There is a difference between matching and replacing.

Someone can say "ohoh" is matched twice in "ohohoh", once starting at position 0 and once starting at position 2,

but if you speak to replace (consume) it, you have only one possible 'action'.

I haven't tried, but I assume Regex would find 2 matches, while replace will replace just once the pattern.

And again, (InitialStrring.Length-InitialString.Replace(pattern, String.Empty).Length) / pattern.Length is 'safe', as far as I know, for all cases, and use no external loop, to count the number of replacements where will be of pattern into InitialString (by whatever newPattern, which is irrelevant).



Vanderghast, Access MVP


"Jesse Houwing" <jesse.houwing@xxxxxxxxxxxxxxxx> wrote in message news:e5317a7e78012e2d8cbcde395c74afa@xxxxxxxxxxxxxxxxxxxxx
Hello Peter,

Agreed on the readability part, but using regex.replace opens up a new can of worms, which people aren't usually prepared for. Say this search/replace action can be entered from the UI, then adding . or * or { into your search pattern can lead to unexpected behaviour, or worse a regex parse error. The regex will also be expensive, because it will have to be parsed/compiled every time a new pattern is used (and if it is a user defined replacement, that would be more often than not).

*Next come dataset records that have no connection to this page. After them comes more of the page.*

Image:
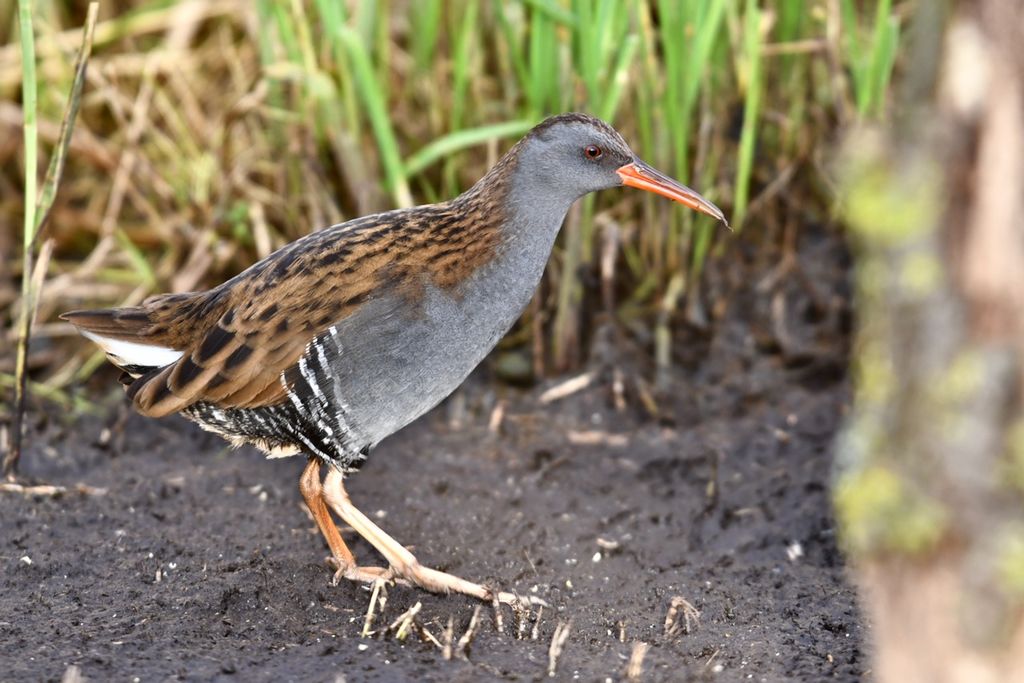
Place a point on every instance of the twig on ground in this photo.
(404, 622)
(449, 637)
(49, 489)
(499, 620)
(426, 635)
(557, 645)
(379, 594)
(467, 638)
(634, 669)
(567, 388)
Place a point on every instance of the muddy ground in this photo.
(199, 563)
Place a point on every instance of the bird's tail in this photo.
(141, 338)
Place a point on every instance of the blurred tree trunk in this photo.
(930, 487)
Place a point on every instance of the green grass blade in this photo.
(372, 94)
(752, 111)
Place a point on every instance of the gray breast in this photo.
(393, 360)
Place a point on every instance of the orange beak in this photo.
(639, 174)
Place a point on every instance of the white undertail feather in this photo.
(133, 353)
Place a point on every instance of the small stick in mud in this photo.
(691, 617)
(48, 489)
(567, 388)
(404, 622)
(379, 592)
(467, 638)
(449, 637)
(499, 621)
(634, 668)
(557, 645)
(536, 631)
(425, 635)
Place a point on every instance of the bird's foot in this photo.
(440, 582)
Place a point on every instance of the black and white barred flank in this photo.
(313, 421)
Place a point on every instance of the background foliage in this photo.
(213, 132)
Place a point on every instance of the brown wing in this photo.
(239, 339)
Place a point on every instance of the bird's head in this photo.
(582, 155)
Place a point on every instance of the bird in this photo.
(343, 337)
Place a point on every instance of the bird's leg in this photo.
(341, 556)
(402, 562)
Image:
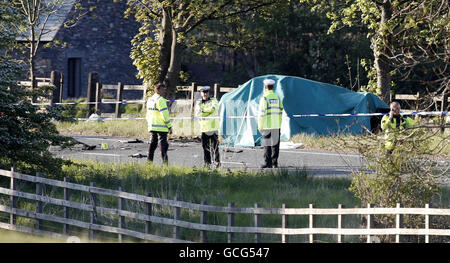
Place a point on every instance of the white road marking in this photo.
(104, 154)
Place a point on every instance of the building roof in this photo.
(58, 15)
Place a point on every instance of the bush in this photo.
(409, 175)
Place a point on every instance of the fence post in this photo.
(13, 186)
(284, 225)
(311, 224)
(369, 222)
(93, 198)
(203, 221)
(55, 79)
(444, 106)
(98, 96)
(192, 108)
(176, 217)
(230, 224)
(119, 99)
(39, 203)
(121, 206)
(148, 211)
(340, 206)
(257, 219)
(61, 86)
(427, 223)
(391, 96)
(418, 98)
(216, 90)
(398, 223)
(92, 83)
(66, 209)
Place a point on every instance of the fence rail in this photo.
(176, 222)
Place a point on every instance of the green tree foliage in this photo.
(26, 131)
(165, 27)
(284, 38)
(404, 34)
(410, 175)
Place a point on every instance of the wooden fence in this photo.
(257, 212)
(95, 93)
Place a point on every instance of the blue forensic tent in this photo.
(239, 109)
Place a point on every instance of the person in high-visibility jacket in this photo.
(269, 124)
(159, 124)
(392, 124)
(209, 124)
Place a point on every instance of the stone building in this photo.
(99, 42)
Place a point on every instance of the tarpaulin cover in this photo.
(239, 109)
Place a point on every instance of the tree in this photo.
(284, 38)
(36, 15)
(403, 33)
(167, 26)
(26, 131)
(410, 175)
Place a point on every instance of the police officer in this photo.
(209, 123)
(269, 124)
(393, 123)
(158, 121)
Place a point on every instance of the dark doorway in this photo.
(74, 77)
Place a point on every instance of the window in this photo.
(74, 78)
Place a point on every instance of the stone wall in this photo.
(101, 40)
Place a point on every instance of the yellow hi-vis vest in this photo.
(209, 109)
(391, 130)
(270, 111)
(158, 118)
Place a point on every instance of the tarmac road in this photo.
(189, 153)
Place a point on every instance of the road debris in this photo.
(137, 155)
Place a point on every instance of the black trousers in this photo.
(210, 144)
(164, 145)
(271, 143)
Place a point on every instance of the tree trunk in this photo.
(165, 40)
(175, 65)
(32, 61)
(382, 64)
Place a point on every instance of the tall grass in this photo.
(218, 188)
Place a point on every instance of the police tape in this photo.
(424, 113)
(98, 102)
(89, 103)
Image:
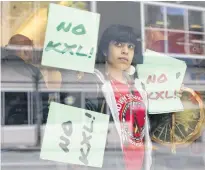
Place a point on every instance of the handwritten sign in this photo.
(162, 77)
(71, 38)
(74, 135)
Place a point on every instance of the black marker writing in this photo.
(68, 130)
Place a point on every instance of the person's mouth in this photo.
(124, 59)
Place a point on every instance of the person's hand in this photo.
(179, 93)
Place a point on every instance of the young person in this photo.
(124, 94)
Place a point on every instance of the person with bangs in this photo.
(124, 94)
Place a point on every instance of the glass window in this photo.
(2, 108)
(195, 21)
(44, 106)
(71, 98)
(196, 44)
(175, 18)
(154, 16)
(16, 108)
(155, 40)
(177, 43)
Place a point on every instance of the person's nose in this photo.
(125, 49)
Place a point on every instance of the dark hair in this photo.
(119, 33)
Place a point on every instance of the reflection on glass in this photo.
(71, 98)
(175, 18)
(44, 107)
(155, 40)
(176, 43)
(154, 16)
(16, 108)
(197, 44)
(195, 21)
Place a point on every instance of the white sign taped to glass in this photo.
(163, 77)
(71, 39)
(74, 135)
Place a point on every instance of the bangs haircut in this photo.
(119, 33)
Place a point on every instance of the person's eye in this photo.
(131, 46)
(118, 44)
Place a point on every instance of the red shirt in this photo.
(132, 116)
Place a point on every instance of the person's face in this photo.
(120, 54)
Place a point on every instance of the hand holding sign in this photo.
(71, 39)
(74, 135)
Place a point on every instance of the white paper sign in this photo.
(74, 135)
(71, 39)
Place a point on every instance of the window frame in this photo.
(165, 5)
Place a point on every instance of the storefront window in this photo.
(16, 108)
(154, 16)
(175, 18)
(181, 32)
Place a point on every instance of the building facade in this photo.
(177, 30)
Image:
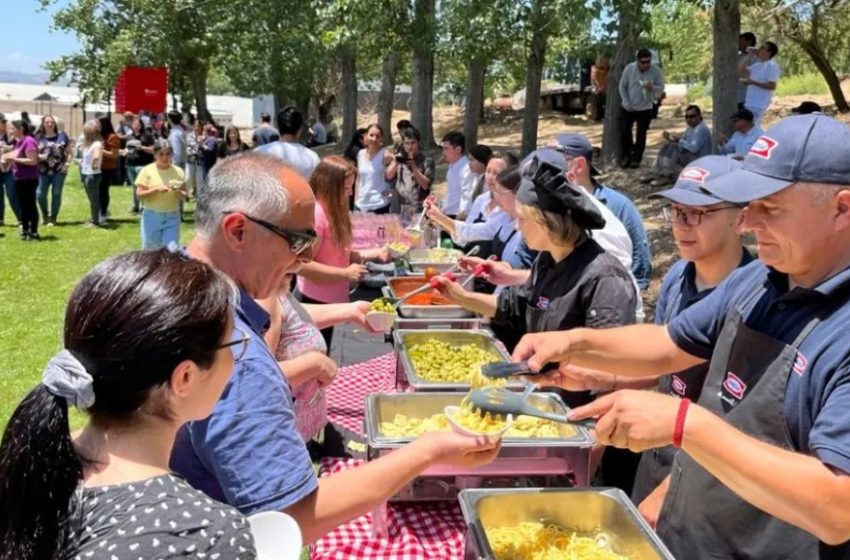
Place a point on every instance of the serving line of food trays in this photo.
(605, 514)
(438, 307)
(522, 461)
(408, 375)
(437, 258)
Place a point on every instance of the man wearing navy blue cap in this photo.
(766, 451)
(706, 232)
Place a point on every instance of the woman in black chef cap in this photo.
(573, 281)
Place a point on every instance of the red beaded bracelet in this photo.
(679, 431)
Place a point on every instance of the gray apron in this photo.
(655, 464)
(703, 519)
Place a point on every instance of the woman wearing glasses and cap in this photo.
(149, 345)
(573, 281)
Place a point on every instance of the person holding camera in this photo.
(161, 187)
(410, 172)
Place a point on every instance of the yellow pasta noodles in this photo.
(536, 541)
(435, 360)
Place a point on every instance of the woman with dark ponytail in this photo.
(149, 345)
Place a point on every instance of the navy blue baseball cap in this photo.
(575, 145)
(545, 155)
(691, 187)
(803, 148)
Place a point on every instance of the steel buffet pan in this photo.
(397, 287)
(408, 376)
(588, 511)
(440, 259)
(521, 461)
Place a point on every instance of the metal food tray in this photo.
(423, 311)
(584, 510)
(406, 372)
(562, 456)
(418, 260)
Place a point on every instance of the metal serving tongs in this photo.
(504, 403)
(431, 283)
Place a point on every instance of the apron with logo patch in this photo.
(703, 519)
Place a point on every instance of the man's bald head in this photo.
(257, 184)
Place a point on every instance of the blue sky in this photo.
(26, 41)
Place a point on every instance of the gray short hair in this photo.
(249, 182)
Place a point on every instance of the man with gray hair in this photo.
(255, 224)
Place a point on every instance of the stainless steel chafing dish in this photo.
(411, 311)
(406, 374)
(584, 510)
(521, 461)
(420, 259)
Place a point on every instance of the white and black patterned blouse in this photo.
(158, 518)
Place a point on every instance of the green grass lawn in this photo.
(36, 279)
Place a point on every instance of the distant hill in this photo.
(8, 76)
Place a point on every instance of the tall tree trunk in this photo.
(349, 91)
(627, 33)
(823, 65)
(386, 97)
(422, 70)
(302, 103)
(199, 89)
(724, 91)
(474, 100)
(534, 78)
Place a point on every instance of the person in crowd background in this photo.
(109, 163)
(54, 158)
(23, 159)
(411, 173)
(161, 187)
(745, 135)
(290, 123)
(91, 157)
(335, 265)
(371, 193)
(232, 143)
(7, 182)
(760, 72)
(641, 84)
(265, 133)
(149, 344)
(139, 148)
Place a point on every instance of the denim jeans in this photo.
(132, 173)
(7, 183)
(91, 183)
(159, 229)
(47, 183)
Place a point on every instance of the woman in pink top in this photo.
(335, 265)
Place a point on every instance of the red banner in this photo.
(142, 89)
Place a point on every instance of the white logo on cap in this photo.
(763, 146)
(695, 174)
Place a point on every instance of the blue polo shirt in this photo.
(627, 212)
(679, 289)
(248, 453)
(817, 397)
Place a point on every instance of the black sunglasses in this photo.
(299, 241)
(241, 338)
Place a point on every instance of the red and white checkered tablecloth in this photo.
(433, 531)
(347, 394)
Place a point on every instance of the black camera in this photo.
(400, 154)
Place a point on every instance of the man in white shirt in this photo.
(761, 73)
(299, 157)
(460, 182)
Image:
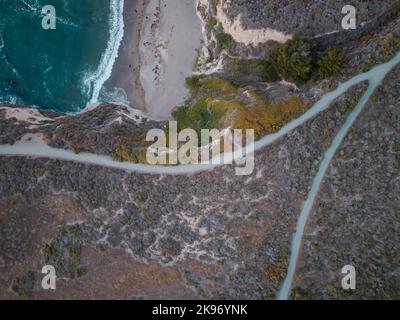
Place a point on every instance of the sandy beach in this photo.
(126, 69)
(156, 55)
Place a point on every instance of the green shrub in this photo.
(252, 70)
(294, 60)
(193, 82)
(331, 63)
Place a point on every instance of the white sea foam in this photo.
(95, 81)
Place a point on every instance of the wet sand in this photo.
(157, 53)
(171, 34)
(126, 69)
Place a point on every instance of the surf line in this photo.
(374, 81)
(95, 81)
(42, 150)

So this would have to be extended with a Regex.Escape call first. The same applies for the replacement pattern. Say I want to search $2 and replace it with $0.1 you'd get funny things... ($2.1 actually)... So it isn't just using a different call to get the same results.

That said, I'd opt for an extention method on string and write an efficient version (could use mine as an example) of a Replace method that returns the number of matches. And from that moment on, use that. Just as readable (or even better) and no crazy unexpected regex problems due to not exactly understanding what is involved.

Jesse

On Tue, 07 Jul 2009 14:45:02 -0700, Jesse Houwing
<jesse.houwing@xxxxxxxxxxxxxxxx> wrote:

Looping through the string in a stringbuilder is probably the safest
way to do this:

[...]
int count = 0;
for (int i = 0; i < sb.Length; )
{
if (AreEqual(sb, search, i))
{
sb.Remove(i, search.Length);
sb.Insert(i, replacement);
i += replacement.Length;
count++;
}
else
{
i++;
}
}
[...]
It might be faster to use sb.Replace(search, replacement, i,
search.Length)

instead of a sb.Remove, sb.Insert, I'm not sure, but they won't
differ that much.

If you simply call StringBuilder.Replace(string, string, int, int)
instead of having your own AreEqual() method followed by a call to
Remove() and Insert(), the performance should be practically
identical, but you wouldn't get any information about how many
replacements occurred.

Alternatively, if you still call AreEqual() and then call
StringBuilder.Replace(string, string, int, int), you're duplicating
effort (which costs performance), because
StringBuilder.Replace(string, string, int, int) has to actually do
the string comparison again. That would actually be _slower_ than
your original code.

You could do a little hack by searching for the first character that
differs between the search and replacement strings (as an
initialization, not as part of the loop), and then bumping a counter
after each call to StringBuilder.Replace() based on whether the
character at the same offset within the current StringBuilder has
changed. That would be only slightly slower than just calling
StringBuilder.Replace(string, string, int, int), but would include
the count.

That said, I would hope that any Replace() method in .NET, including
Regex.Replace(), String.Replace(), or StringBuilder.Replace() would be
faster than the code you posted. The main reason being that all of
those methods have the opportunity to optimize the construction of
the new string, whereas your example doesn't optimize at all.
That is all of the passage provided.